The bacon and egg baskets are delicious and flavorful oven-baked treats, ideal to serve as an appetizer for special occasions or for Easter lunch. I made these baskets using a cupcake mold: I covered each mold with slices of bacon and filled them with a mixture of vegetables and cheese, topped with an egg; finally, I baked them in the oven. Making these baskets is easy and fun! In no time, you can create a tasty appetizer with a scenic look to impress your guests.
Try also:
Boiled Egg Baskets
Eggs with Bacon and Guacamole
Check out the collection How to Cook Eggs: 10 Recipes
- Difficulty: Easy
- Cost: Economical
- Preparation time: 10 Minutes
- Portions: 4 People
- Cooking methods: Oven, Stove
Ingredients
- 4 Eggs
- 8 slices Bacon
- 3.5 oz cooked vegetables (mesclun)
- 1 tbsp Salted Ricotta
- 1 tbsp Grated Parmigiano Reggiano
Tools
- Muffin Tin
Preparation
To make the bacon and egg baskets, clean and wash the vegetables, chop them and boil in plenty of salted water; once cooked, drain them in a colander.
Once the vegetables have cooled, transfer them to a bowl and add the grated salted ricotta. Then also add grated Parmigiano Reggiano and, with the help of a spoon, mix the ingredients.
For each basket, you will need two slices of bacon, one of which is cut in half. So with a knife, cut four slices of bacon in half.
Take a cupcake or muffin mold and lightly grease it. Then place a whole slice of bacon around the edge of each mold, placing the two halves of the previously sliced bacon inside.
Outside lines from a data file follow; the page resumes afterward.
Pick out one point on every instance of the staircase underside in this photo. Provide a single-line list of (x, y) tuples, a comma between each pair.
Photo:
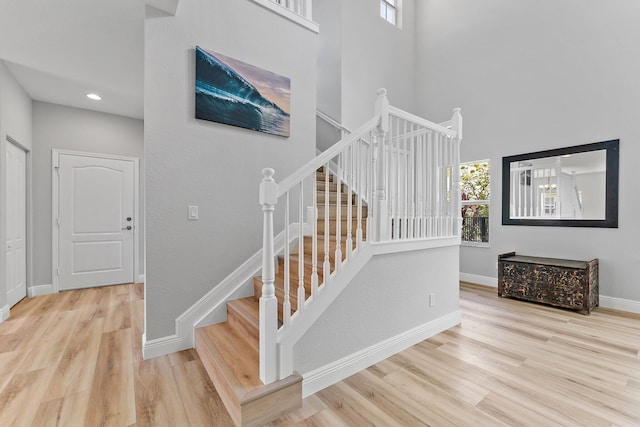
[(230, 350)]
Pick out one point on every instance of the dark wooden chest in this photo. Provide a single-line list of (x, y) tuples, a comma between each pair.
[(558, 282)]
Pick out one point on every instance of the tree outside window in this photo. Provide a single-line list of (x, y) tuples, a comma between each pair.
[(475, 189)]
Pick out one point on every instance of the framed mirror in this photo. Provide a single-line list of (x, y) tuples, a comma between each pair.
[(567, 187)]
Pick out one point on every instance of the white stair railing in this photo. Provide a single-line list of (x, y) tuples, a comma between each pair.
[(301, 7), (394, 179)]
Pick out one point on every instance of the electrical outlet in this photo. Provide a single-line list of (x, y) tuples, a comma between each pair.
[(192, 212)]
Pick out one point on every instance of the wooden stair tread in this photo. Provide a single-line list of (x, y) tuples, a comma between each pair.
[(233, 365), (243, 315), (225, 344)]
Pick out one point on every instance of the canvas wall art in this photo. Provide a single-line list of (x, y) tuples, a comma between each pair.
[(235, 93)]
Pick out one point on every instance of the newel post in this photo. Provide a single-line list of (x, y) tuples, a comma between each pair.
[(456, 126), (381, 216), (268, 300)]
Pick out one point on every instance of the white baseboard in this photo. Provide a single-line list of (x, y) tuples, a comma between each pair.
[(35, 291), (4, 313), (613, 303), (327, 375), (162, 346), (479, 280)]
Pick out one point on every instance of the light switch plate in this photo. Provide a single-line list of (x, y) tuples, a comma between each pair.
[(193, 212)]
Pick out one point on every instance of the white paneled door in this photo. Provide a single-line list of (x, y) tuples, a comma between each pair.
[(16, 190), (96, 223)]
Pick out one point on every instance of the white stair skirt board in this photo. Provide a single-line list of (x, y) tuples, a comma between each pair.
[(4, 313), (215, 298), (613, 303), (334, 372), (35, 291), (479, 280)]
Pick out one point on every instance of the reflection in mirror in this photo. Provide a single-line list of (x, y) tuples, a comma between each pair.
[(570, 186), (567, 187)]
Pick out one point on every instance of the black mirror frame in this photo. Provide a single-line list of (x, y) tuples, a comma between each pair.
[(612, 148)]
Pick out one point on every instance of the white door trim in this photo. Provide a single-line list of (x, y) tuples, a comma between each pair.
[(55, 163)]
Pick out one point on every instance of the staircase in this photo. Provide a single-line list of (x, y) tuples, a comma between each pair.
[(390, 186), (230, 350)]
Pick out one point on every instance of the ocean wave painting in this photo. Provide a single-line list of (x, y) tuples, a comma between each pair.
[(235, 93)]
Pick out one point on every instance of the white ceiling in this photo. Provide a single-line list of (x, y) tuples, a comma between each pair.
[(59, 50)]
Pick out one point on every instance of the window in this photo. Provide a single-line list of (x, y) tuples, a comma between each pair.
[(390, 11), (475, 190)]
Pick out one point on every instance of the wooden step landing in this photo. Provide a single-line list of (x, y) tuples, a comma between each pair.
[(233, 365)]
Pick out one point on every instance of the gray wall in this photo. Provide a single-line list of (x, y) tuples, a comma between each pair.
[(375, 54), (15, 121), (328, 14), (534, 75), (386, 298), (360, 53), (67, 128), (214, 166)]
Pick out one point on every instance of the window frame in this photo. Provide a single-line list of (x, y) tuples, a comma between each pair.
[(396, 7), (487, 203)]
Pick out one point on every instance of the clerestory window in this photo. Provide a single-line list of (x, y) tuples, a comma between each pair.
[(475, 189), (390, 11)]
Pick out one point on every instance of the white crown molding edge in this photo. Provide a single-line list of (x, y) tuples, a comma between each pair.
[(479, 280), (36, 291), (620, 304), (334, 372), (613, 303)]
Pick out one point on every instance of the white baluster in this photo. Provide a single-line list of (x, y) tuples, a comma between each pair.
[(307, 13), (301, 292), (268, 197), (405, 179), (326, 266), (350, 181), (338, 251), (361, 173), (381, 228), (394, 138), (286, 305), (314, 239)]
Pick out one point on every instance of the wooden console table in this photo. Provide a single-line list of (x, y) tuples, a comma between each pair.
[(558, 282)]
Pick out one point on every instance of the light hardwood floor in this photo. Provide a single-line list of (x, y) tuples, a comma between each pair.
[(74, 359)]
Fill the basket with a spoonful of vegetable and cheese mixture, pressing lightly with the spoon. Break an egg directly over the vegetables and inside the basket. Proceed in this way to obtain four baskets.
Gently transfer the mold to the oven (I use a fan oven) preheated to 392°F and bake the bacon and egg baskets for 20 minutes. Once cooked, remove from oven, take them out of the mold, and serve at the table. Enjoy!